La madre, mille lavori e un compagno già andato via di casa, ricomincia da zero. Un esempio che resta impresso nella mente della leader che nel 2008 fonda Fratelli d’Italia, il partito nato dalle ceneri di Alleanza nazionale. “Forse è così che ho trovato il coraggio di rifondare una casa politica”, racconta nel suo ultimo libro. E scherza: “Se l’avevo visto a 4 anni, perché non riuscirci a 35?”. Per Giorgia, Garbatella è il suo vero quartiere. Lì ci abitavano i nonni. Un bilocale e un letto da dividere con la sorella, “una da capo e una da piedi”, come le imponeva nonna Maria. La brandina da sola, in cucina, arriverà anni dopo. Origini popolari mai negate, sempre rivendicate. Anche ora che abita in una casa a schiera nella zona residenziale di Mostacciano, con il compagno e la figlia.

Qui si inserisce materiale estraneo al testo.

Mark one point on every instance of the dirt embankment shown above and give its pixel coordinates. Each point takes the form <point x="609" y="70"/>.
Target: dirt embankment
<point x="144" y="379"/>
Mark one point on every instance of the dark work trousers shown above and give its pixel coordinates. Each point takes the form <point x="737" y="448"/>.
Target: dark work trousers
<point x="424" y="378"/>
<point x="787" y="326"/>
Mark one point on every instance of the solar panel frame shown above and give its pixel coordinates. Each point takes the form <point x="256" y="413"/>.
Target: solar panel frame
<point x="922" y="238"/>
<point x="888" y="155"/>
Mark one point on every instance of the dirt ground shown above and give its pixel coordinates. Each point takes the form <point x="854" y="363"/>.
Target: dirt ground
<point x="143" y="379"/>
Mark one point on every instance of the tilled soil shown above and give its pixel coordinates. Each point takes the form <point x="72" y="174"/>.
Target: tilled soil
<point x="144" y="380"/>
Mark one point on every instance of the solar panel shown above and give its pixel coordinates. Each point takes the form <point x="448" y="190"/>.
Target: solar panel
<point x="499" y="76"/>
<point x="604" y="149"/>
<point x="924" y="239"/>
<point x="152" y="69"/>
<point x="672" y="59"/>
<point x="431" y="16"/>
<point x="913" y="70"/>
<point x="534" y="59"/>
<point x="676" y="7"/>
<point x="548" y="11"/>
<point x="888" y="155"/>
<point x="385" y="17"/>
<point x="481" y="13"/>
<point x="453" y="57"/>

Nella Garbatella celebrata dalla serie sui Cesaroni, si celebra pure il suo battesimo politico. A 15 anni bussa alla sede del Fronte della gioventù, dietro casa, spinta dallo choc per l’attentato a Paolo Borsellino. Tanto che, dopo l’incarico, guardando una foto del giudice alla Camera, dice: “E’ un cerchio che si chiude”. Da giovane, nella sede del Msi, trova “la sua seconda famiglia” (suo copyright). La stessa che l’affianca nella militanza in Azione giovani e in An, trampolino per l’elezione alla Camera diventando la più giovane deputata di quella legislatura, a 29 anni. Due anni dopo, un altro record: è la ministra più giovane dell’Italia repubblicana nel quarto governo Berlusconi.

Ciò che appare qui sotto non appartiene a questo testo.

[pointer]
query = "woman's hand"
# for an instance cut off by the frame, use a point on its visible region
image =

Adesso gran parte di colleghi e amici è lei a sceglierli come ministri. Parecchi li decide insieme agli alleati. Gli ultimi – pare – in solitaria, forse esausta per il tira e molla con Matteo Salvini e Silvio Berlusconi. In mattinata affronta la prova delle consultazioni attraversando il cortile quirinalizio con passo quasi marziale, davanti ai suoi capigruppo. Berlusconi è dentro e si fa fotografare sul ‘trono’ nella sala dello Zodiaco. Dal presidente Mattarella tutta la coalizione resta 11 minuti. Subito dopo è lei a parlare per tutti. A destra ha il Cavaliere, a sinistra il ‘capitano’. Loro sorridono. Lei resta seria. Sembra aver fretta, comincia a parlare e 73 secondi dopo, ha già finito. Cadenza le parole sulla necessità di un governo “nel minore tempo possibile”. Gesticola per indicare tutta la coalizione, che “non a caso si è presentata insieme” e lì sorride, chissà se sarcastica. Scandisce bene la parola “unanime” sull’indicazione data a Mattarella del suo nome. È allora che Berlusconi e Salvini incrociano lo sguardo. Il primo non si trattiene e alza un sopracciglio, quasi a constatare – è l’interpretazione più maliziosa – che non si è potuto fare diversamente. Meloni non coglie e prosegue, dicendo che il centrodestra ha indicato “la sottoscritta”. Qui un sorriso le scappa e sembra dire ‘Eh sì tocca dirlo proprio così”.